Treatment: To combat inflammation and pain, apply an ice pack ASAP (an ice cold can of soda or beer works too) to the area, which is your upper, inner thigh where it attaches to your pelvis (*Warning: be sure to put a cloth or something between the ice and your nads!). Keep the ice on for 10 minutes, take lots of ibuprofen, and keep re-icing for 48 hours. After 48 hours you can start applying heat to the area to increase blood flow and promote healing. If you do this (especially ice and ibuprofen consistently) you should heal pretty quickly and be back skimming in a week or so. Resist the temptation to ‘skim through the pain’ – it will make the injury exponentially worse.

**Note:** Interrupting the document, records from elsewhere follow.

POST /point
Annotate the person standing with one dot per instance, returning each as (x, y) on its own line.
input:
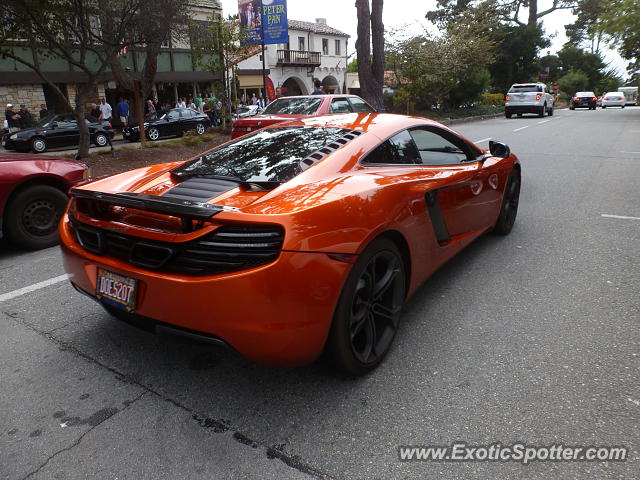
(13, 119)
(123, 111)
(105, 110)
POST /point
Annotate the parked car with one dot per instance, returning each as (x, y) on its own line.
(175, 122)
(245, 111)
(613, 99)
(303, 237)
(528, 98)
(290, 108)
(583, 100)
(33, 196)
(56, 130)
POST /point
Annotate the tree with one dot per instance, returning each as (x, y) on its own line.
(155, 23)
(71, 30)
(370, 51)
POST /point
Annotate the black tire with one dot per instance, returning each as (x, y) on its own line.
(38, 145)
(369, 309)
(153, 134)
(33, 215)
(510, 200)
(101, 140)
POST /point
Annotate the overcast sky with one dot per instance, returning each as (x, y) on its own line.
(408, 14)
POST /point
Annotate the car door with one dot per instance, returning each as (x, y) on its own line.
(472, 200)
(340, 105)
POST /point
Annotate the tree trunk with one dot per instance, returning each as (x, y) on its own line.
(370, 68)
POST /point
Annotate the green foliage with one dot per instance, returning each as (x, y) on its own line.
(492, 99)
(573, 81)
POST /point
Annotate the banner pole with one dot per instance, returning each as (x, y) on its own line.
(264, 71)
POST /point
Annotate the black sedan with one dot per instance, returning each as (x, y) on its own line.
(172, 123)
(57, 130)
(583, 100)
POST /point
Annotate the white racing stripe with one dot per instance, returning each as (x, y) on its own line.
(32, 288)
(622, 217)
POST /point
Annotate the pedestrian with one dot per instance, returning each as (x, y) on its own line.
(105, 110)
(43, 111)
(318, 90)
(150, 109)
(123, 111)
(95, 111)
(13, 119)
(26, 119)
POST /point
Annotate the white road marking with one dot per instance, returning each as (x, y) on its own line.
(619, 216)
(32, 288)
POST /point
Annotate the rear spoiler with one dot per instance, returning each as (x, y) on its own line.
(142, 201)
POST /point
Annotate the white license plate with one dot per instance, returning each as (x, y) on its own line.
(116, 290)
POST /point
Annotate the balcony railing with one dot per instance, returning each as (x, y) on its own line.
(298, 57)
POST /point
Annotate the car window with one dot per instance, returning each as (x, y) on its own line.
(340, 105)
(398, 150)
(293, 106)
(435, 149)
(360, 106)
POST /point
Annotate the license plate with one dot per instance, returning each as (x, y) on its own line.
(117, 290)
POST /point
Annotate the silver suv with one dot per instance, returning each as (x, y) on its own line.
(528, 98)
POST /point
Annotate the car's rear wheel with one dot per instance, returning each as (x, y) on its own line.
(510, 200)
(38, 145)
(153, 134)
(101, 139)
(33, 215)
(369, 308)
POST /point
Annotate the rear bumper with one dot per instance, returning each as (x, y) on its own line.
(277, 314)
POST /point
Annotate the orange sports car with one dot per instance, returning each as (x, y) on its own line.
(301, 238)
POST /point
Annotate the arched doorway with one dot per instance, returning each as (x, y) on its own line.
(293, 86)
(330, 84)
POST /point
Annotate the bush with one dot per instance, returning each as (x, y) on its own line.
(496, 99)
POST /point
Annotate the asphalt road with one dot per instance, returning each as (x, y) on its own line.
(532, 337)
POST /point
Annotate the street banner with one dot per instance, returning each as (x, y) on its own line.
(272, 14)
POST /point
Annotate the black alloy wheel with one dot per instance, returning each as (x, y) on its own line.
(510, 200)
(369, 309)
(33, 215)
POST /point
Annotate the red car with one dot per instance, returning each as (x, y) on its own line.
(33, 196)
(293, 108)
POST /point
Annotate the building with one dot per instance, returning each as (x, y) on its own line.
(177, 74)
(314, 51)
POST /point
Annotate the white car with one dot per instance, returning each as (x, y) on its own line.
(613, 99)
(528, 98)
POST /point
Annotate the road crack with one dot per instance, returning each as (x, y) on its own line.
(79, 439)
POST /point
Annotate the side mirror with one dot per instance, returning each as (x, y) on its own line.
(499, 149)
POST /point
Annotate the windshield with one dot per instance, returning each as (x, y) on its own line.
(293, 106)
(271, 155)
(525, 88)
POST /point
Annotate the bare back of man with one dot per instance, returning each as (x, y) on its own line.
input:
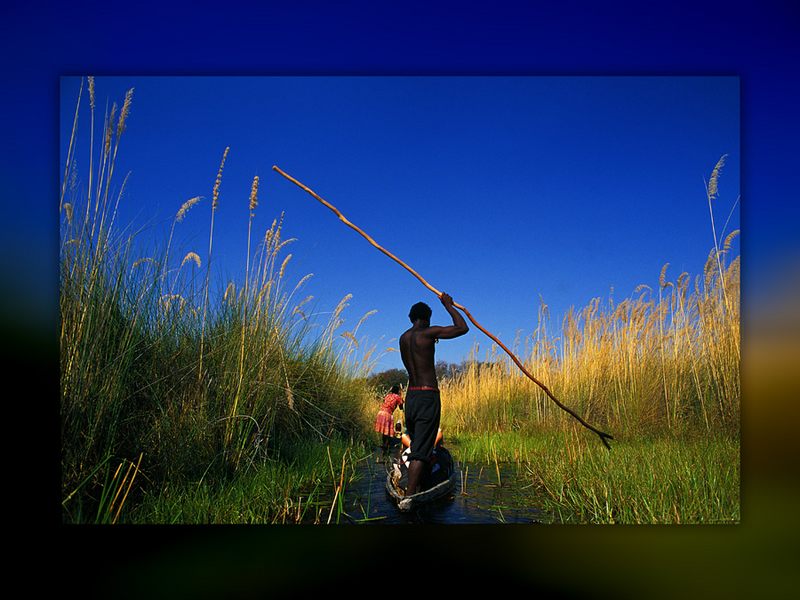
(417, 349)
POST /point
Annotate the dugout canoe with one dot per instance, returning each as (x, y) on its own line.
(440, 490)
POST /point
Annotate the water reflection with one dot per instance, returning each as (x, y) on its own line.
(483, 493)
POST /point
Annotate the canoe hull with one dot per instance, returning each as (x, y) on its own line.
(436, 492)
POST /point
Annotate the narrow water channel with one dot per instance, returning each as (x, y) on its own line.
(484, 493)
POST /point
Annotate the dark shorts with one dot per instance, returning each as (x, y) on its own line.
(423, 409)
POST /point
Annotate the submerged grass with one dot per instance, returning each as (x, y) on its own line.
(294, 489)
(654, 480)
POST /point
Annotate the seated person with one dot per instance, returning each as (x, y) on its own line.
(437, 473)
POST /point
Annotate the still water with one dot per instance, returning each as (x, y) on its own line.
(484, 493)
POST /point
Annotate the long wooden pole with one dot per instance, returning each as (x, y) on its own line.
(604, 437)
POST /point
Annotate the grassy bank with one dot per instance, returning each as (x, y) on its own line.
(659, 370)
(652, 480)
(302, 486)
(175, 385)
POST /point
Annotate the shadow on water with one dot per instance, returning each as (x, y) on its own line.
(478, 497)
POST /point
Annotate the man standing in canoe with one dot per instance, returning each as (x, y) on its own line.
(422, 403)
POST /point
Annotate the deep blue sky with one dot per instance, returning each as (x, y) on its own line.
(498, 190)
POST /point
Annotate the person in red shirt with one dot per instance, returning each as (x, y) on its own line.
(384, 421)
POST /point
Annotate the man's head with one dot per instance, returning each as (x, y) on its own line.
(420, 312)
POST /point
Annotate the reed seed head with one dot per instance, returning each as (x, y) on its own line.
(142, 261)
(283, 265)
(728, 240)
(185, 207)
(192, 256)
(123, 114)
(110, 127)
(254, 195)
(91, 91)
(215, 194)
(230, 291)
(663, 277)
(712, 182)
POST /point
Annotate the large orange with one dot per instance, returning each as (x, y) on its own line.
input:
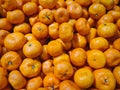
(30, 67)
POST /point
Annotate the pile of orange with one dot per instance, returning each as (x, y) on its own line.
(59, 44)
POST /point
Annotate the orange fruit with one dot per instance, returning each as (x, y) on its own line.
(46, 16)
(61, 15)
(106, 18)
(96, 58)
(14, 41)
(50, 82)
(53, 30)
(63, 57)
(65, 32)
(78, 57)
(54, 48)
(30, 8)
(15, 16)
(40, 30)
(16, 79)
(115, 14)
(75, 10)
(116, 44)
(11, 60)
(44, 55)
(9, 4)
(5, 25)
(34, 83)
(92, 34)
(79, 41)
(63, 70)
(3, 78)
(106, 30)
(82, 26)
(108, 4)
(68, 85)
(84, 78)
(112, 57)
(84, 3)
(30, 36)
(99, 43)
(23, 28)
(3, 34)
(49, 4)
(116, 73)
(96, 13)
(30, 67)
(104, 79)
(32, 48)
(47, 66)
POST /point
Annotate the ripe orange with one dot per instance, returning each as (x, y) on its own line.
(84, 78)
(11, 60)
(96, 58)
(34, 83)
(30, 67)
(50, 82)
(78, 57)
(14, 41)
(16, 79)
(32, 48)
(46, 16)
(104, 79)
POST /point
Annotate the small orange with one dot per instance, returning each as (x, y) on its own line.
(34, 83)
(99, 43)
(97, 10)
(107, 30)
(116, 44)
(46, 16)
(3, 34)
(104, 79)
(47, 66)
(40, 30)
(63, 57)
(11, 60)
(96, 58)
(44, 55)
(112, 56)
(23, 28)
(68, 85)
(79, 41)
(82, 26)
(54, 48)
(92, 34)
(61, 15)
(15, 16)
(116, 73)
(49, 4)
(65, 32)
(30, 67)
(84, 78)
(32, 48)
(78, 57)
(14, 41)
(75, 10)
(30, 36)
(3, 78)
(63, 70)
(5, 25)
(16, 79)
(50, 82)
(30, 8)
(53, 30)
(84, 3)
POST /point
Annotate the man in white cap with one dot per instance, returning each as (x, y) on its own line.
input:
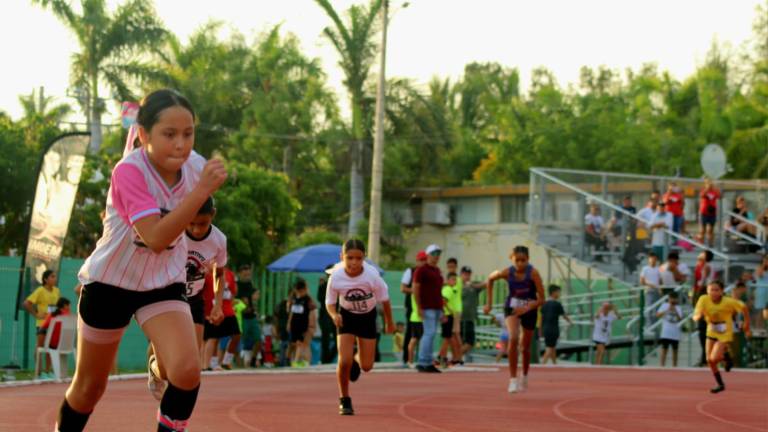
(427, 291)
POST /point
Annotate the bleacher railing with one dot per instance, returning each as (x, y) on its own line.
(538, 207)
(759, 239)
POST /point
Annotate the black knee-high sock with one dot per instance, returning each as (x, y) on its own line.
(176, 406)
(719, 379)
(70, 420)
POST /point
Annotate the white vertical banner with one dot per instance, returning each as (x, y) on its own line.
(57, 184)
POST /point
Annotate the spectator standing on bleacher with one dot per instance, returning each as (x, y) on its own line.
(406, 287)
(451, 322)
(708, 198)
(660, 222)
(740, 209)
(327, 327)
(281, 323)
(62, 308)
(619, 223)
(671, 314)
(738, 345)
(702, 275)
(427, 291)
(761, 287)
(601, 335)
(470, 294)
(41, 302)
(595, 234)
(646, 215)
(650, 280)
(550, 324)
(673, 272)
(675, 202)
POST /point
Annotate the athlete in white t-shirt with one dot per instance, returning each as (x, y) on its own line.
(357, 288)
(138, 267)
(671, 314)
(601, 335)
(206, 248)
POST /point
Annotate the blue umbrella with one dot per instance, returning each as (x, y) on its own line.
(311, 259)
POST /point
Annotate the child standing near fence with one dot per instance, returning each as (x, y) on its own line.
(601, 335)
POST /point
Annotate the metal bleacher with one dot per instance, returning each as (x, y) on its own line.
(559, 200)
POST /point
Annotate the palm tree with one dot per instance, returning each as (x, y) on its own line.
(40, 117)
(37, 107)
(110, 44)
(355, 44)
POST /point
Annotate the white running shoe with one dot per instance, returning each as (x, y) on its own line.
(155, 384)
(523, 383)
(512, 385)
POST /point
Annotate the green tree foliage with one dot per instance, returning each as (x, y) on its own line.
(354, 42)
(113, 49)
(17, 174)
(264, 105)
(256, 211)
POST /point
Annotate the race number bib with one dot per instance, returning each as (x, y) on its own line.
(719, 327)
(515, 302)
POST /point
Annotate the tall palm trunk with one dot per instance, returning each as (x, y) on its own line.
(95, 115)
(356, 187)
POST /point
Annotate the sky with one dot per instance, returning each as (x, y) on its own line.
(427, 38)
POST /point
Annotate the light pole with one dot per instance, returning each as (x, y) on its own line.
(374, 216)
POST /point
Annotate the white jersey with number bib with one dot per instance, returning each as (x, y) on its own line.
(357, 294)
(203, 253)
(137, 191)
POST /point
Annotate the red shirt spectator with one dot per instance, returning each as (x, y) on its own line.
(54, 343)
(230, 291)
(675, 202)
(430, 286)
(708, 198)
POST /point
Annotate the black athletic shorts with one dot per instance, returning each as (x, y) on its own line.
(667, 342)
(550, 339)
(447, 328)
(360, 325)
(197, 307)
(228, 327)
(417, 330)
(108, 307)
(468, 332)
(527, 320)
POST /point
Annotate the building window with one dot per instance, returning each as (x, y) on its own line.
(513, 209)
(474, 211)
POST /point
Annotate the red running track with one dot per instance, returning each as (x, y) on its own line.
(558, 399)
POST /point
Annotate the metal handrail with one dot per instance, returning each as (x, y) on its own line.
(591, 266)
(654, 306)
(756, 183)
(759, 229)
(595, 198)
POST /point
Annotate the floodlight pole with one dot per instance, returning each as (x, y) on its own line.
(374, 217)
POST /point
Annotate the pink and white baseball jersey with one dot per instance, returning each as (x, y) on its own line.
(137, 191)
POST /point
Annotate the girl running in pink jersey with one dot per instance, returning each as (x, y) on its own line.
(357, 287)
(138, 266)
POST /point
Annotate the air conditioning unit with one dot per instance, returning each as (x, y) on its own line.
(405, 217)
(437, 214)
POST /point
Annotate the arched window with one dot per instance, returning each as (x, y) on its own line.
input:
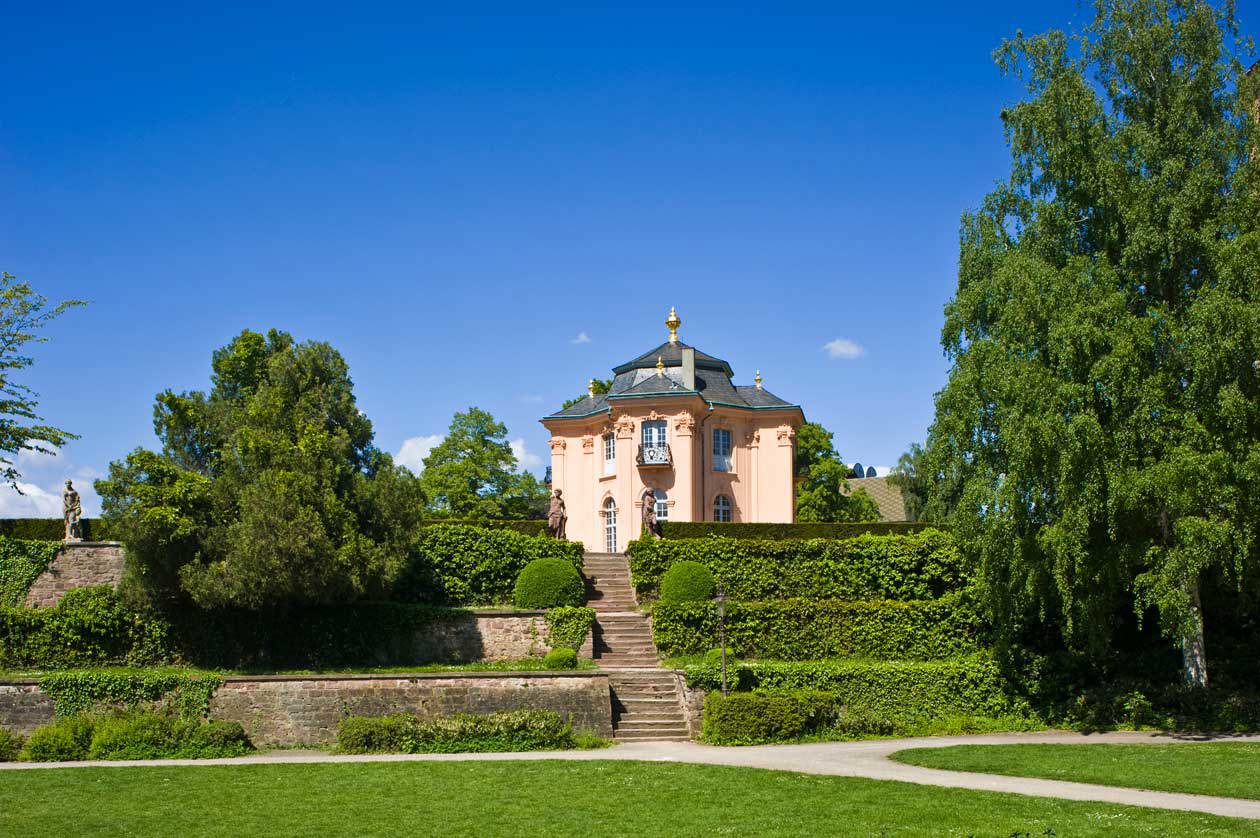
(610, 526)
(610, 454)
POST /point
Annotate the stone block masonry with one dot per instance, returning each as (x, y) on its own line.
(24, 707)
(305, 710)
(277, 710)
(77, 565)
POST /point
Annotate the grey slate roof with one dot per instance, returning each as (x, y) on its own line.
(672, 355)
(640, 377)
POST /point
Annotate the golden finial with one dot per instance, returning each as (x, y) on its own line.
(673, 323)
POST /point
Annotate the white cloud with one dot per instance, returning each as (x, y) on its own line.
(415, 450)
(526, 459)
(43, 478)
(843, 348)
(32, 503)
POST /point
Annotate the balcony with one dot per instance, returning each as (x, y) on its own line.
(655, 455)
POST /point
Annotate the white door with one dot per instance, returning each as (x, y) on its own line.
(610, 526)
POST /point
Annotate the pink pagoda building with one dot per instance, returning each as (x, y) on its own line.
(673, 422)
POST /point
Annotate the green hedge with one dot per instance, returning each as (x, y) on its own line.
(100, 528)
(812, 630)
(567, 628)
(464, 565)
(547, 584)
(92, 626)
(519, 730)
(22, 561)
(53, 528)
(706, 528)
(902, 689)
(134, 736)
(920, 566)
(752, 718)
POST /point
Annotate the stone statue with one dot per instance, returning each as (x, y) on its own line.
(556, 516)
(649, 513)
(73, 512)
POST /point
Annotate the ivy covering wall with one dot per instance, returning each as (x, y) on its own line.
(22, 561)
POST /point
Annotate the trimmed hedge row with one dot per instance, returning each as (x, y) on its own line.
(813, 630)
(893, 689)
(100, 529)
(463, 565)
(91, 626)
(920, 566)
(134, 736)
(22, 561)
(704, 528)
(751, 718)
(519, 730)
(53, 528)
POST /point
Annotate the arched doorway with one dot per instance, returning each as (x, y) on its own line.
(610, 526)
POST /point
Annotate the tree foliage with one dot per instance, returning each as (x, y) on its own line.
(473, 473)
(600, 386)
(1099, 430)
(267, 490)
(23, 314)
(823, 495)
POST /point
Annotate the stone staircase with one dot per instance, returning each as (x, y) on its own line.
(645, 701)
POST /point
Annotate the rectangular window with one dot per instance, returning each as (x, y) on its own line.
(610, 454)
(721, 449)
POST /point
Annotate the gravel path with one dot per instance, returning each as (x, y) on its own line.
(868, 759)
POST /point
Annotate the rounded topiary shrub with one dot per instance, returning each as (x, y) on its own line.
(687, 582)
(561, 658)
(64, 740)
(547, 584)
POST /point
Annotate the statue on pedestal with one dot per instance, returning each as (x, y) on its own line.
(649, 513)
(72, 510)
(557, 517)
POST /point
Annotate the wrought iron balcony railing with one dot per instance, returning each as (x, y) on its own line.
(654, 454)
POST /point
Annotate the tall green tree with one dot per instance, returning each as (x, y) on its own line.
(473, 473)
(823, 493)
(1100, 429)
(23, 314)
(267, 490)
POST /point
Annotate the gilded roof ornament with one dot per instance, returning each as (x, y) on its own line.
(673, 321)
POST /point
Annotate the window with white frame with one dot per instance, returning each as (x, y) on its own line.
(610, 454)
(721, 449)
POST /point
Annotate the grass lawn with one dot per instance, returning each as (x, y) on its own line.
(1221, 769)
(549, 798)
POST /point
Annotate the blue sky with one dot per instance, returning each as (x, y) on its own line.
(452, 200)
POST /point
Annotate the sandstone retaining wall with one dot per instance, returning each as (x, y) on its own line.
(305, 710)
(77, 565)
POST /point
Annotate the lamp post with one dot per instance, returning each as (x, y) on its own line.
(721, 629)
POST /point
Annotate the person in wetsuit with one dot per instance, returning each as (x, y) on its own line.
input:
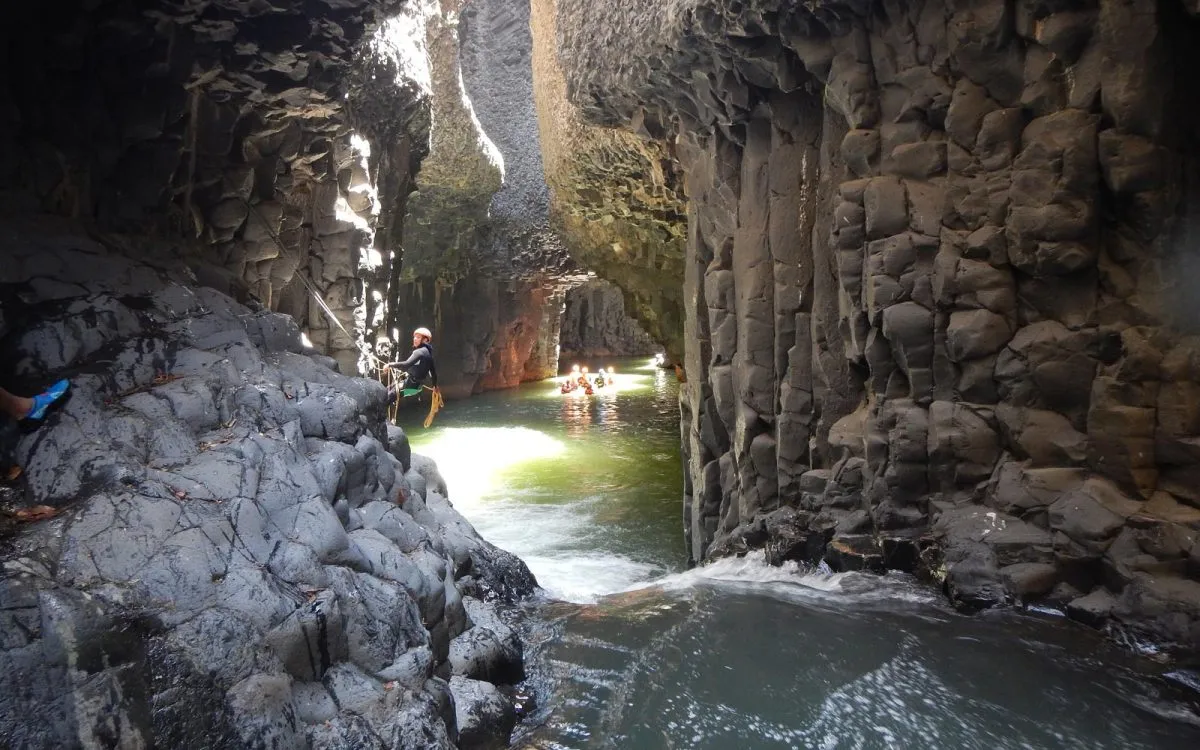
(418, 367)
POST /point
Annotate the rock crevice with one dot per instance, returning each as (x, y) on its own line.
(933, 316)
(244, 553)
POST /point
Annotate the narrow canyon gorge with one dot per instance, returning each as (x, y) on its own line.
(927, 275)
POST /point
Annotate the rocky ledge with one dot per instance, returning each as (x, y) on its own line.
(244, 553)
(936, 294)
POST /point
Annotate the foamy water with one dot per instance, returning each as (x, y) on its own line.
(739, 654)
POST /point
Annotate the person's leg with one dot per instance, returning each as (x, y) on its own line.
(16, 407)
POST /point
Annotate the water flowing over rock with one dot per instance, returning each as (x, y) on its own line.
(245, 555)
(483, 268)
(936, 297)
(277, 141)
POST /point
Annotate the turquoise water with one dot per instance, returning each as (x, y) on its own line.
(631, 651)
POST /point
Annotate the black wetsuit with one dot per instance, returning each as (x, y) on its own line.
(419, 366)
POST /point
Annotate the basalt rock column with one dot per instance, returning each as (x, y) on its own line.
(481, 268)
(616, 197)
(271, 142)
(595, 324)
(931, 285)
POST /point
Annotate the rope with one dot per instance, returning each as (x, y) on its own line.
(312, 287)
(391, 378)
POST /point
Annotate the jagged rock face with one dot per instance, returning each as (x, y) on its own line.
(481, 267)
(229, 125)
(617, 198)
(489, 334)
(448, 214)
(595, 324)
(245, 555)
(934, 283)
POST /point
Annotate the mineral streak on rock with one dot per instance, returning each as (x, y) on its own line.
(246, 555)
(937, 280)
(481, 267)
(279, 139)
(616, 197)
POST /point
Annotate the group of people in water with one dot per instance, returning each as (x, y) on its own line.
(580, 381)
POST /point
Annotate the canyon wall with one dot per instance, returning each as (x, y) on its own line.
(276, 143)
(597, 324)
(483, 268)
(937, 285)
(616, 197)
(223, 544)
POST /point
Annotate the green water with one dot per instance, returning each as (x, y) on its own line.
(630, 651)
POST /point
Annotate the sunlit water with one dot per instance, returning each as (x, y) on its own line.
(631, 651)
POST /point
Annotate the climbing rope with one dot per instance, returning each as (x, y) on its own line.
(387, 377)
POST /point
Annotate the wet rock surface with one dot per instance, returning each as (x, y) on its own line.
(483, 269)
(276, 141)
(936, 283)
(595, 324)
(244, 556)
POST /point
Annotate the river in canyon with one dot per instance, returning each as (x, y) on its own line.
(629, 649)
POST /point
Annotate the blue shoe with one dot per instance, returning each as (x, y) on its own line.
(42, 401)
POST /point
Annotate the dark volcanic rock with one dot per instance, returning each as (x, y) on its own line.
(243, 556)
(276, 141)
(595, 324)
(948, 244)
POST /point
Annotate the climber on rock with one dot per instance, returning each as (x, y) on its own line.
(415, 369)
(19, 407)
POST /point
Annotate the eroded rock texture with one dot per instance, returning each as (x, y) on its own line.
(481, 267)
(245, 555)
(595, 324)
(936, 289)
(274, 138)
(616, 197)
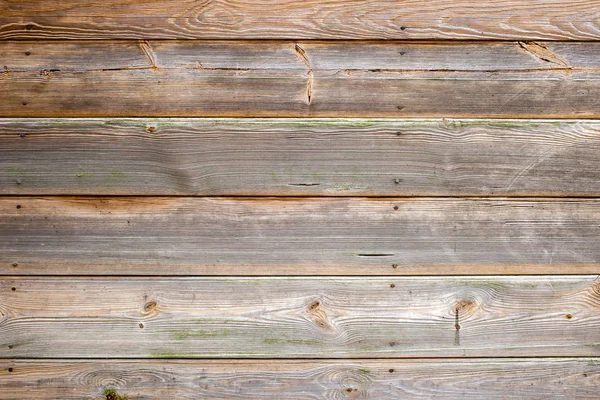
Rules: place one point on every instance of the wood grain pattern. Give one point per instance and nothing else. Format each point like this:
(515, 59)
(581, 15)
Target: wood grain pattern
(254, 79)
(334, 379)
(290, 157)
(299, 317)
(313, 19)
(327, 236)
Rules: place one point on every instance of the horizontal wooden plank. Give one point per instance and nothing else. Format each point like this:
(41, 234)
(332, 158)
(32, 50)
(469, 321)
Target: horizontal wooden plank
(270, 79)
(289, 157)
(64, 317)
(273, 19)
(365, 379)
(308, 236)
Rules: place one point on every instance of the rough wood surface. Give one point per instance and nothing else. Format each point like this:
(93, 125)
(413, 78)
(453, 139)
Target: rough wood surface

Prevention: Obviously you want to stretch and warm up thoroughly. If you’ve had a previous groin injury you must warm up first because they tend to come back. Less obviously, try and avoid soft sand. Check out the area you will be skimmin first cause there is no better way to pull your groin than run full speed only to have one foot sink in a soft spot–ouch! Also, if you are a beginner do not chase your board and jump on–this will cause uneven strides and hopping around. Learn the one step drop right away (see ‘how to skim’). Last, to prevent recurring injuries (or to skim while recovering) wear compression shorts under your trunks or under your wetsuit. They keep the area compressed-duh-and warm while not hurting mobility at all. You can find them at the drug or sporting goods store…they really work for groin and hamstring injuries.